L’actualité – cf. article du Monde paru ce mardi 5 janvier 2021, ci-dessous – nous rappelle la violence de l’inceste.

Muriel Salmona , psychiatre psychotraumatologue, qui fait référence en France sur la questions des violences sexuelles intra familiales faites aux enfants, rappelle :

« La famille est le lieu où s’exercent la grande majorité des violences envers les enfants et la quasi totalité des homicides d’enfants. Selon les statistiques (Observatoire National de la Délinquance, 2010, par le 119, numéro d’appel pour les enfants en danger) les auteurs des violences sont très majoritairement les parents, les pères pour les violences sexuelles (81,6% des auteurs), les mères pour les négligences graves et les conditions d’éducation défaillantes (en sachant que les enfants sont le plus souvent avec leur mère), et les violences graves sont également partagées.

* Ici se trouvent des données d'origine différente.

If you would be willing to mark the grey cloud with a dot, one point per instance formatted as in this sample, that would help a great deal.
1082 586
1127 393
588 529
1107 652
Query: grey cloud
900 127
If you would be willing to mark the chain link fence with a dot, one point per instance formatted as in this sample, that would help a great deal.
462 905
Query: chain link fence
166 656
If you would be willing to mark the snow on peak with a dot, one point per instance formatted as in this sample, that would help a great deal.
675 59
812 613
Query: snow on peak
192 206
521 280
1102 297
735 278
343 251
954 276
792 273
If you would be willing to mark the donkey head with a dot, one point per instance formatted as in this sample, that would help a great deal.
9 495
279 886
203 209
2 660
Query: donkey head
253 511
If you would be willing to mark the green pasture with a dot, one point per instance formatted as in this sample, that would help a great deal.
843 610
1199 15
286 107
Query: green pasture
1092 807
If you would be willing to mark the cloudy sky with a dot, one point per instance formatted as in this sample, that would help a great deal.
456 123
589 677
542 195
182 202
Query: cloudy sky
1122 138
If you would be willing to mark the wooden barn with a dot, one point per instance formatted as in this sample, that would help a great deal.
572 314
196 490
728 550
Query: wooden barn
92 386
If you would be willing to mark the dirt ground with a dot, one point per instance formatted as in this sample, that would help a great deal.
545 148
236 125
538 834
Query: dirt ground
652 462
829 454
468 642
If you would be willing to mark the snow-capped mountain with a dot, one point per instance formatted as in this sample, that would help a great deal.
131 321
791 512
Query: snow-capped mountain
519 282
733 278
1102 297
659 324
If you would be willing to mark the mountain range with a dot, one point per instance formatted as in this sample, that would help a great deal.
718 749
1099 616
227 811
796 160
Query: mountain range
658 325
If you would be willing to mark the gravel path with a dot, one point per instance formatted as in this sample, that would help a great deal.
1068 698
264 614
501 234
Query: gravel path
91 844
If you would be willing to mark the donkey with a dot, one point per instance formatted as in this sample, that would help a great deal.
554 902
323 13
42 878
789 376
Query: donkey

En toute impunité, la famille peut se révéler comme une des pires zones de non-droit, et se transformer en un véritable système totalitaire où tous les droits fondamentaux des enfants peuvent être bafoués, où il est possible de commettre des crimes et des délits inconcevables sur des personnes sans défense, totalement dépendantes, et privées de liberté. L’enfant est encore trop souvent considéré comme la propriété de ses parents auxquels il doit respect et obéissance quoi qu’il arrive. (…) ». (article complet ici)

Par Ariane Chemin, Le Monde, 4 janvier 2021, original ici.

ENQUÊTE

Dans « La Familia grande », publié au Seuil jeudi 7 janvier, la juriste Camille Kouchner accuse son beau-père d’avoir abusé de son frère jumeau quand ils étaient adolescents. Le célèbre constitutionnaliste a démissionné de la Fondation nationale des sciences politiques.

Les affaires d’inceste sont des histoires de mutisme et d’omerta. Celle-ci est une suite de silences emboîtés. Nous sommes à la fin des années 1980. Dans une famille d’intellectuels parisiens, un garçon de 13 ans voit son beau-père, universitaire de renom, s’inviter le soir dans sa chambre. Il confie ce secret à sa sœur jumelle, Camille, mais lui demande de se taire. L’inceste, un crime sur lequel ces adolescents ne posent pas encore de nom, dure deux ans au moins. Vingt années plus tard, alors qu’ils ont chacun atteint la trentaine, la jeune femme pousse son frère à confier enfin cette souffrance enfouie à leur mère. Mais celle-ci décide de protéger son mari et reste muette, elle aussi, comme les amis du couple, des personnalités en vue soucieuses d’éviter tout scandale.

Ce beau-père si longtemps secouru, c’est le politiste Olivier Duhamel. Son épouse ? Evelyne Pisier, une spécialiste de l’histoire des idées politiques, décédée en 2017. Sa fille Camille, née comme ses frères d’un premier mariage avec l’un des pionniers de la médecine humanitaire, l’ancien ministre Bernard Kouchner, dévoile cette histoire édifiante dans un récit intitulé La Familia grande, qui doit être publié jeudi 7 janvier aux éditions du Seuil. Juriste et spécialiste du droit du travail, Camille Kouchner a voulu, même si les faits en question sont frappés de prescription, rendre compte de l’emprise exercée, selon elle, par cet homme qui les a en partie élevés, elle et ses frères. « Pourquoi aurait-il le droit de vivre hors de cette réalité quand, moi, elle me hante ? »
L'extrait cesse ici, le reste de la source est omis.